Unnamed: 0,CRIM,ZN,INDUS,CHAS,NOX,RM,AGE,DIS,RAD,TAX,PTRATIO,B,LSTAT,MEDV
380,88.9762,0.0,18.1,0,0.671,6.968,91.9,1.4165,24,666,20.2,396.9,17.21,10.4
418,73.5341,0.0,18.1,0,0.679,5.957,100.0,1.8026,24,666,20.2,16.45,20.62,8.8
405,67.9208,0.0,18.1,0,0.693,5.683,100.0,1.4254,24,666,20.2,384.97,22.98,5.0
410,51.1358,0.0,18.1,0,0.597,5.757,100.0,1.413,24,666,20.2,2.6,10.11,15.0
414,45.7461,0.0,18.1,0,0.693,4.519,100.0,1.6582,24,666,20.2,88.27,36.98,7.0


### Sorting on multiple columns
Sorting on one column usually does the trick, but what if we want to sort our data according to the following description:

  - Sort rows by median value of houses (column MEDV) and sort rows with equal value by the number of old houses in the town (column AGE), all in descending order.

In [44]:
boston.sort_values(by=['MEDV', 'AGE'], ascending=False).head()

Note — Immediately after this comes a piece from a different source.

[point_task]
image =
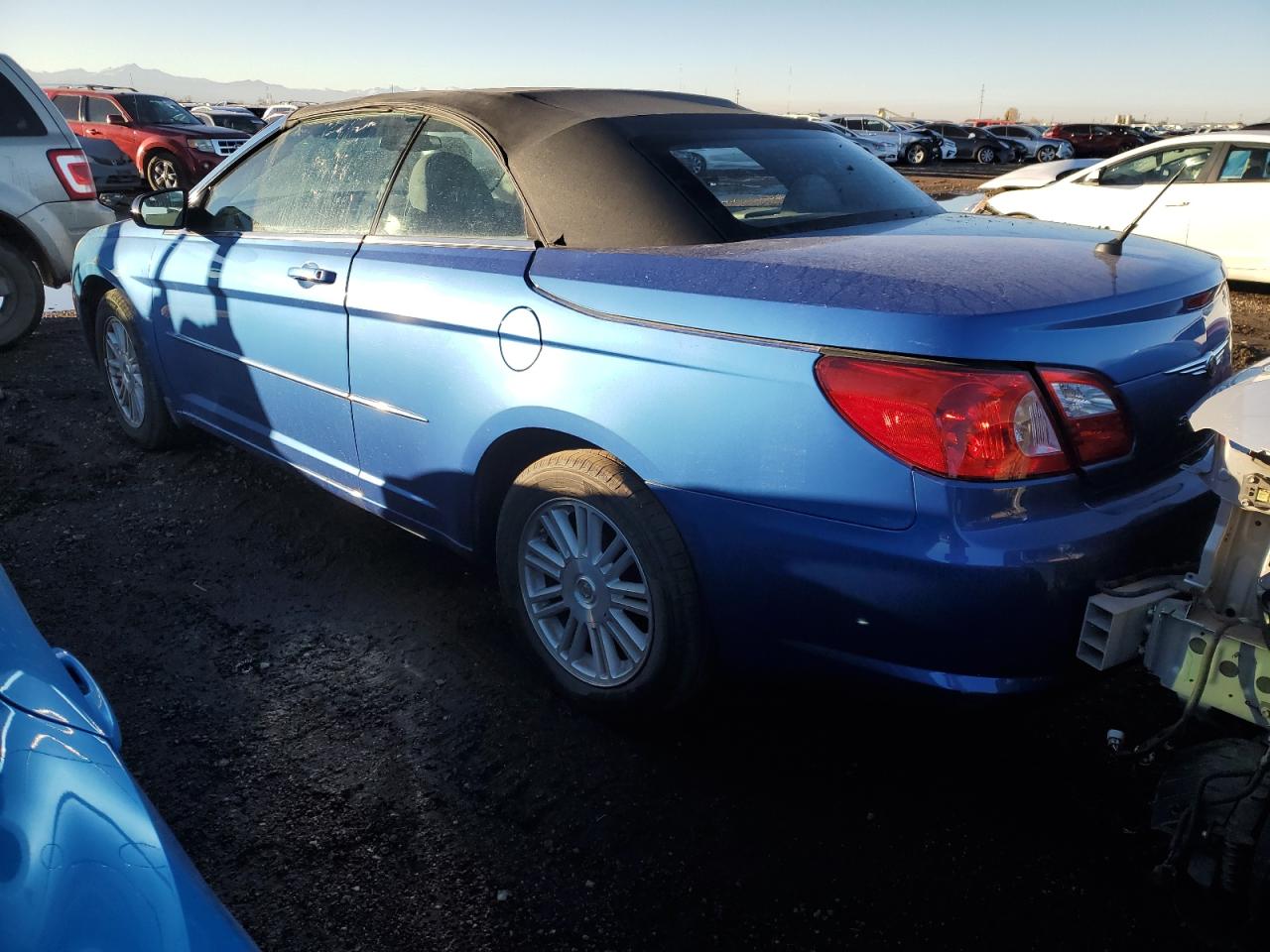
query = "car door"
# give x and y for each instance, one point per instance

Unnamed: 0,CRIM,ZN,INDUS,CHAS,NOX,RM,AGE,DIS,RAD,TAX,PTRATIO,B,LSTAT,MEDV
368,4.89822,0.0,18.1,0,0.631,4.97,100.0,1.3325,24,666,20.2,375.52,3.26,50.0
371,9.2323,0.0,18.1,0,0.631,6.216,100.0,1.1691,24,666,20.2,366.15,9.53,50.0
162,1.83377,0.0,19.58,1,0.605,7.802,98.2,2.0407,5,403,14.7,389.61,1.92,50.0
370,6.53876,0.0,18.1,1,0.631,7.016,97.5,1.2024,24,666,20.2,392.05,2.96,50.0
369,5.66998,0.0,18.1,1,0.631,6.683,96.8,1.3567,24,666,20.2,375.33,3.73,50.0


### Exercise 5:  Sort the rows by crime rate (CRIM), then by tax (TAX) and finally by nitrox concentration (NOX). All in ascending order.

## 7. Final challenges (optional)

### Challenge 1: Find the most expensive house (MEDV) that tracts the Charles River (CHAS).
tip: use filtering with conditionals

### Challenge 2: Find the average nitric oxides concentration (NOX).

### Challenge 3:  
Sort the rows by:

  - highest median value (MEDV) (descending order)
  - then by lowest tax (TAX) (ascending order)
  - and finally by highest average number of rooms per house (RM) (descending order)

## Wrapping up

Exploring, cleaning, transforming, and visualization data with pandas in Python is an essential skill in data science. Just cleaning wrangling data is 80% of your job as a Data Scientist. After a few projects and some practice, you should be very comfortable with most of the basics. You can now continue with level 3, where we work on more practical applications.